Investing in continuous learning for healthcare professionals is non-negotiable


Healthcare organizations must adopt a pragmatic approach that integrates training into scheduled programs. (Image credit: ©HeroImages –

Working in the healthcare space has become increasingly complex as the industry navigates changes in technology, the way patients receive care, shifting regulations and other factors.

Adapting to these changes means setting aside time to build and deliver training or upskilling, yet there’s rarely a convenient time to pull nurses and doctors away from their responsibilities.

Leaders must consider taking a continuous approach to learning and development to deliver the necessary training in the most effective way.

Here are three strategies for doing so effectively.

Limiting the cycle of learning and burnout

Patient care and professional obligations are understandably prioritized during regular working hours, leaving hospital staff with little time or energy to pursue training outside of their responsibilities.

Healthcare professionals do have a desire for development and growth opportunities, but if the opportunities only add undue burden to their already strained schedules, they can often contribute to the very burnout that makes employees apprehensive about learning and development overall.

Healthcare organizations must adopt a pragmatic and intentional approach that integrates continuous learning into routinely scheduled programs. Ideally, a growth opportunity should not feel like an unbeneficial obligation. Instead, it should be designed to fit into schedules and delivered in easily digestible formats.

Prioritize teaching just one or two skills at a time that can be applied day-to-day, not forgotten a few weeks down the road.

Openly addressing logistical and emotional hurdles

When teams are being pulled out of training to prioritize other things, it communicates that learning itself is not a priority.

Leadership must have a united front when selecting and promoting sessions they intend for the entire workforce to undergo. Showing that your organization supports ongoing development is critical. Avoid canceling or rescheduling training, minimize external distractions during the sessions, and get the full leadership team’s buy-in.

Continuous learning and development can be offered in shifts, ensuring ample coverage and minimal disruption to patient care. There should also be multiple methods of delivery available, such as options for online or hybrid learning, allowing the workforce to rotate through training based on their own preferences and availability.

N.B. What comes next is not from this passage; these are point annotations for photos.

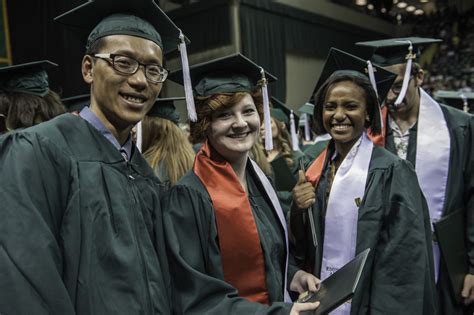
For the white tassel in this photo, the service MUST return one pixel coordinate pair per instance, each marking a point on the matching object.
(266, 113)
(139, 136)
(465, 103)
(370, 70)
(406, 78)
(294, 136)
(188, 90)
(307, 130)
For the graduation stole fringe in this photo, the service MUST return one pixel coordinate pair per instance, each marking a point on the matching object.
(239, 242)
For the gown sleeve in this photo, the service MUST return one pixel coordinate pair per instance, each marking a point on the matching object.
(402, 274)
(36, 190)
(195, 264)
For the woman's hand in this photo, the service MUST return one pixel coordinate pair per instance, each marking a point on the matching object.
(302, 307)
(303, 281)
(303, 193)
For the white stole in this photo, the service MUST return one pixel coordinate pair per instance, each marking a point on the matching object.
(340, 232)
(276, 205)
(432, 160)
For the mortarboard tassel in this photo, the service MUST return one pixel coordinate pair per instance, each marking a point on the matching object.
(307, 131)
(294, 136)
(266, 113)
(188, 90)
(370, 70)
(465, 104)
(406, 78)
(139, 136)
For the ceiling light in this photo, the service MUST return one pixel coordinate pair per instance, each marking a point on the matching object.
(402, 5)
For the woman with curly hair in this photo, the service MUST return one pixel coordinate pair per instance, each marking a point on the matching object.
(25, 97)
(164, 144)
(227, 236)
(362, 196)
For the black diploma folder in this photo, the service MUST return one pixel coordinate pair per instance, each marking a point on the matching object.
(338, 287)
(450, 233)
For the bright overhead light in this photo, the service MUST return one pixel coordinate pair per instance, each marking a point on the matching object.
(402, 5)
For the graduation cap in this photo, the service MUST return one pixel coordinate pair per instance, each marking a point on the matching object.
(388, 52)
(76, 103)
(394, 51)
(140, 18)
(165, 108)
(29, 78)
(230, 74)
(340, 61)
(461, 100)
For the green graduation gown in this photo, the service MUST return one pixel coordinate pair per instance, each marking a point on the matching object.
(459, 190)
(314, 150)
(194, 255)
(392, 221)
(80, 227)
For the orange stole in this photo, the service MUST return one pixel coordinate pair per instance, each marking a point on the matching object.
(239, 242)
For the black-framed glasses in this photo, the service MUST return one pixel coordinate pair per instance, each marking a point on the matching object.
(127, 65)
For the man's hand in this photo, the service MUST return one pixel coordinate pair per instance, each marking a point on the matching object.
(303, 281)
(301, 307)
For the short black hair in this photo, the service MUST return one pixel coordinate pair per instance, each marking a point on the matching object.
(96, 46)
(360, 80)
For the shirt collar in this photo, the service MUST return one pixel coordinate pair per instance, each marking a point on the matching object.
(92, 119)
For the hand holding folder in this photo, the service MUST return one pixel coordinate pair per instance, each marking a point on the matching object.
(339, 287)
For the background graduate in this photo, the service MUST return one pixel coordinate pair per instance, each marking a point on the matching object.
(165, 145)
(80, 221)
(25, 97)
(225, 229)
(362, 196)
(438, 140)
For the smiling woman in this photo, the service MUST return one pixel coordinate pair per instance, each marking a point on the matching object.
(225, 227)
(361, 196)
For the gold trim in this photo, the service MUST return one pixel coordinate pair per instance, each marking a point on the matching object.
(7, 33)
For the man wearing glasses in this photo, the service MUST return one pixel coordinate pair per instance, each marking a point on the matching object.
(80, 221)
(439, 141)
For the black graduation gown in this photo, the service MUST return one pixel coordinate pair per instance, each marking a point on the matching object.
(80, 228)
(392, 221)
(194, 255)
(459, 190)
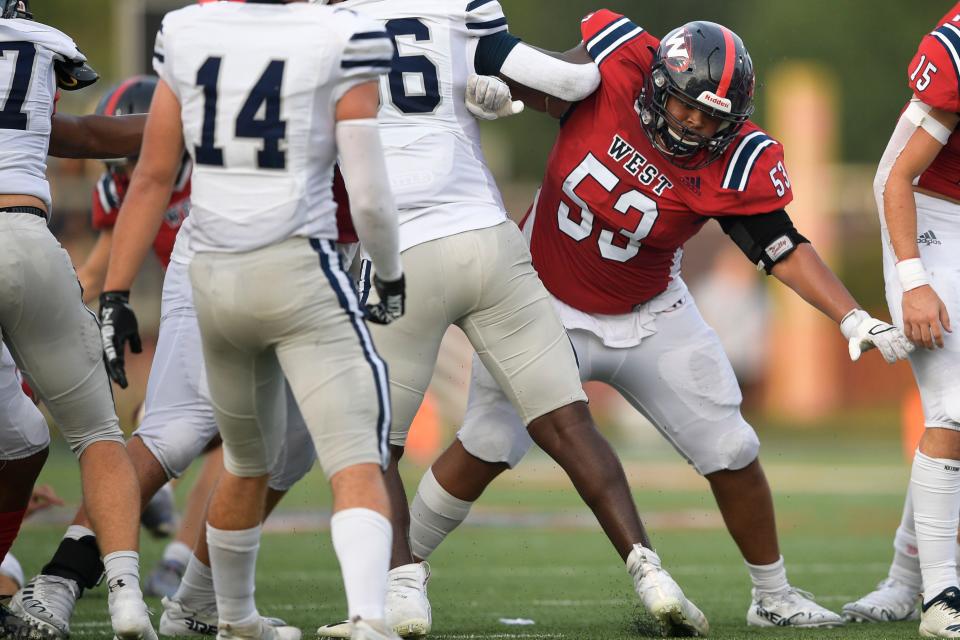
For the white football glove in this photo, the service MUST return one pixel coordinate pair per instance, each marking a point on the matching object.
(488, 98)
(864, 333)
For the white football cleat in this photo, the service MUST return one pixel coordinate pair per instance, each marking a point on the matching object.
(662, 596)
(179, 620)
(129, 616)
(941, 616)
(407, 608)
(46, 603)
(891, 601)
(790, 608)
(260, 630)
(371, 630)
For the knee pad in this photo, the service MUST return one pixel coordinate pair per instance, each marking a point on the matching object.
(297, 456)
(177, 442)
(434, 514)
(718, 449)
(496, 441)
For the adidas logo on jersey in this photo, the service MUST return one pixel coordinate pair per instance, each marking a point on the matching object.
(692, 183)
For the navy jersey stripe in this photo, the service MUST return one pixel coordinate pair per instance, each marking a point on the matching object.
(352, 64)
(330, 264)
(743, 160)
(476, 4)
(490, 24)
(950, 39)
(370, 35)
(609, 43)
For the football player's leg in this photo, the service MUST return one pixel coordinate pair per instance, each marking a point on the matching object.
(896, 596)
(517, 334)
(24, 445)
(55, 341)
(247, 395)
(441, 282)
(492, 439)
(935, 482)
(346, 407)
(523, 345)
(681, 379)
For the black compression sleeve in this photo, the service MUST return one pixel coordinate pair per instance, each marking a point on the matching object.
(765, 238)
(492, 51)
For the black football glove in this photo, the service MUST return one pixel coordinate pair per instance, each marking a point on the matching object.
(392, 302)
(118, 325)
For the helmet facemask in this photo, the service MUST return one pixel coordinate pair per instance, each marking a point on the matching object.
(681, 145)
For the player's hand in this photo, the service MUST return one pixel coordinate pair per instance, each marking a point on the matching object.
(488, 98)
(392, 304)
(118, 325)
(43, 497)
(864, 333)
(923, 316)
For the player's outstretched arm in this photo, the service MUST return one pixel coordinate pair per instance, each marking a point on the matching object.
(96, 136)
(538, 78)
(137, 224)
(923, 312)
(94, 269)
(371, 200)
(808, 275)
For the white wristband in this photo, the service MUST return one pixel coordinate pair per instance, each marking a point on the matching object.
(911, 274)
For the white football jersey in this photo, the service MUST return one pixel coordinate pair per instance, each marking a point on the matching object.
(439, 177)
(28, 89)
(258, 86)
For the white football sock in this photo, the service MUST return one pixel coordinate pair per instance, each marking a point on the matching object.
(905, 567)
(177, 552)
(233, 556)
(935, 489)
(362, 539)
(122, 570)
(76, 531)
(434, 513)
(768, 578)
(196, 587)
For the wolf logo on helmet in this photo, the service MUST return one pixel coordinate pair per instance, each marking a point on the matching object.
(706, 66)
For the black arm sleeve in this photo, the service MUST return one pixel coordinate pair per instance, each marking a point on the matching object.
(492, 51)
(765, 239)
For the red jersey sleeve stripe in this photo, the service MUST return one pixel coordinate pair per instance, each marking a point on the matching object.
(728, 63)
(115, 98)
(949, 36)
(612, 38)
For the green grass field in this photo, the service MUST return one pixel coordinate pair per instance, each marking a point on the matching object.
(533, 552)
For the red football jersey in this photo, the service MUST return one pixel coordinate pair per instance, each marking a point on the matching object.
(613, 212)
(934, 76)
(108, 196)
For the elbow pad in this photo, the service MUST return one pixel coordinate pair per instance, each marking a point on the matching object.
(765, 239)
(567, 81)
(371, 201)
(492, 51)
(72, 76)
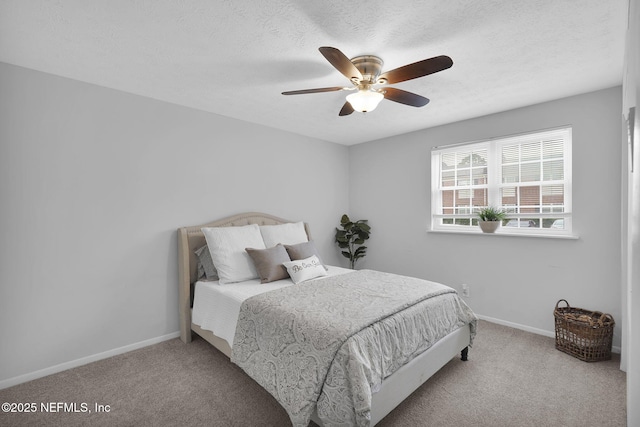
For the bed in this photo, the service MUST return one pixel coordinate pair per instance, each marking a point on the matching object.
(390, 386)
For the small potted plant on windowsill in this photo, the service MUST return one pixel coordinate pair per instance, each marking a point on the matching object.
(490, 218)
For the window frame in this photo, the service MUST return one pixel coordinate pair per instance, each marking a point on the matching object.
(494, 184)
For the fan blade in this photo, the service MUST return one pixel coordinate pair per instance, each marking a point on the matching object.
(318, 90)
(404, 97)
(346, 109)
(340, 62)
(417, 69)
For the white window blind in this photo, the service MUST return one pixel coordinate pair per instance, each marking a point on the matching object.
(528, 176)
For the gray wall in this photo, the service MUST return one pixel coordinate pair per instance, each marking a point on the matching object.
(516, 280)
(93, 185)
(631, 207)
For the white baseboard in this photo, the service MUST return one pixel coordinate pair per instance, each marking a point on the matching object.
(550, 334)
(83, 361)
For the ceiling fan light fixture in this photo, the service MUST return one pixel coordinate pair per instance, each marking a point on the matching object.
(365, 100)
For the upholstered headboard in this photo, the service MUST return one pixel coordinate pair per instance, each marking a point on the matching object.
(190, 239)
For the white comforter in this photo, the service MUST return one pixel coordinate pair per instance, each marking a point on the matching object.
(216, 307)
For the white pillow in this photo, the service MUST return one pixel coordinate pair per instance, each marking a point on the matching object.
(227, 247)
(305, 269)
(286, 234)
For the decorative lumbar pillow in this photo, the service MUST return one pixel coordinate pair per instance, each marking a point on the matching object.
(227, 247)
(206, 269)
(302, 251)
(268, 263)
(305, 269)
(286, 234)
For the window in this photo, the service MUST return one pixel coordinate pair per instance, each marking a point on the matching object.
(528, 176)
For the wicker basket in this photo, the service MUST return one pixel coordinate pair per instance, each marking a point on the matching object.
(584, 334)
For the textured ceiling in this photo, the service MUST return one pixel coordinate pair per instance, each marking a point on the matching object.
(235, 57)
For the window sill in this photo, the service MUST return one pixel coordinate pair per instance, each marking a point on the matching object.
(507, 234)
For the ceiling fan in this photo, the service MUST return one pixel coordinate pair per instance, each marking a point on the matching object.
(364, 72)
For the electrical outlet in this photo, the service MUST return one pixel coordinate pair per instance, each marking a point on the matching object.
(465, 290)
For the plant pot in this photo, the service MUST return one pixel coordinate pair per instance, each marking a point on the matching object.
(489, 226)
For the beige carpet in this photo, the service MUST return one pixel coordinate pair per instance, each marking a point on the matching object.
(513, 378)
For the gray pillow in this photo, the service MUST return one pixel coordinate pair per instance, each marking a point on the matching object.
(302, 251)
(206, 269)
(268, 263)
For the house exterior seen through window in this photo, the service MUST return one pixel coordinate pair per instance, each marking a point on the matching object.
(528, 176)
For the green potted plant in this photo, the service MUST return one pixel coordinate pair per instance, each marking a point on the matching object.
(351, 237)
(490, 218)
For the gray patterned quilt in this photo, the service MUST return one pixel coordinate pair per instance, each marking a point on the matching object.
(329, 343)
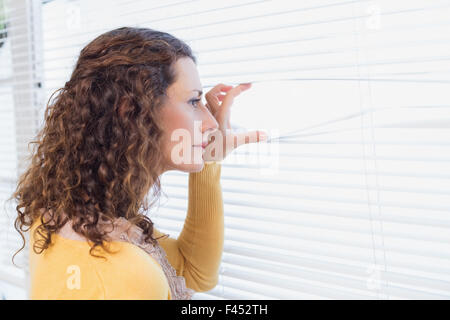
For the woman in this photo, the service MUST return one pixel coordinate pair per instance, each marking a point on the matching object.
(114, 128)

Measuring Outcomes and Celebrating Success

Healthcare executives are in a unique position to both measure the efficacy of new training programs and communicate its successes to the larger workforce. With this in mind, a few steps leaders can take to ensure the success of a continuous learning and development program include the following.

  • Articulate the purpose: Sharing where the organization is going and how training programs are helping it get there will help define the reasons employees should participate in them.
  • Maintain ongoing communications: Check in with employees at multiple points in the training process to best understand what is working and what isn’t. The success of a program should not be measured in just knowledge retention – that knowledge also must be regularly applied and additive to a skillset.
  • Adjust resources and support as needed: No initiative is perfect and there is always room for improvement. What might need to change: time, funding, technology?
  • Promote a culture of learning: Foster a culture that values and prioritizes continuous learning. Recognize that professionals are not static employees; they want to grow alongside their career and be able to showcase new skills.

Recognizing and celebrating the impact of continuous learning and development initiatives is an important part of motivating the workforce and demonstrating the value of ongoing development. Sharing success stories – not just by data or hard numbers, but also through a feeling of accomplishment or greater ability to serve patients – can motivate other professionals to engage in future opportunities.

You may not land on the right learning and development fit for your organization on the first try, but by testing and learning to find the right fit, leaders can help address some of the main barriers that prevent employees from being able to pursue the development opportunities they desire. This will ultimately allow them to improve initiatives based on feedback, find what suits their needs, and create capacity for valuable training opportunities.

Investing in continuous learning and development can help the healthcare industry better react to the challenges of today’s environment and the future.

Kathy Gersch is chief commercial officer and founder of Kotter International, a consulting firm.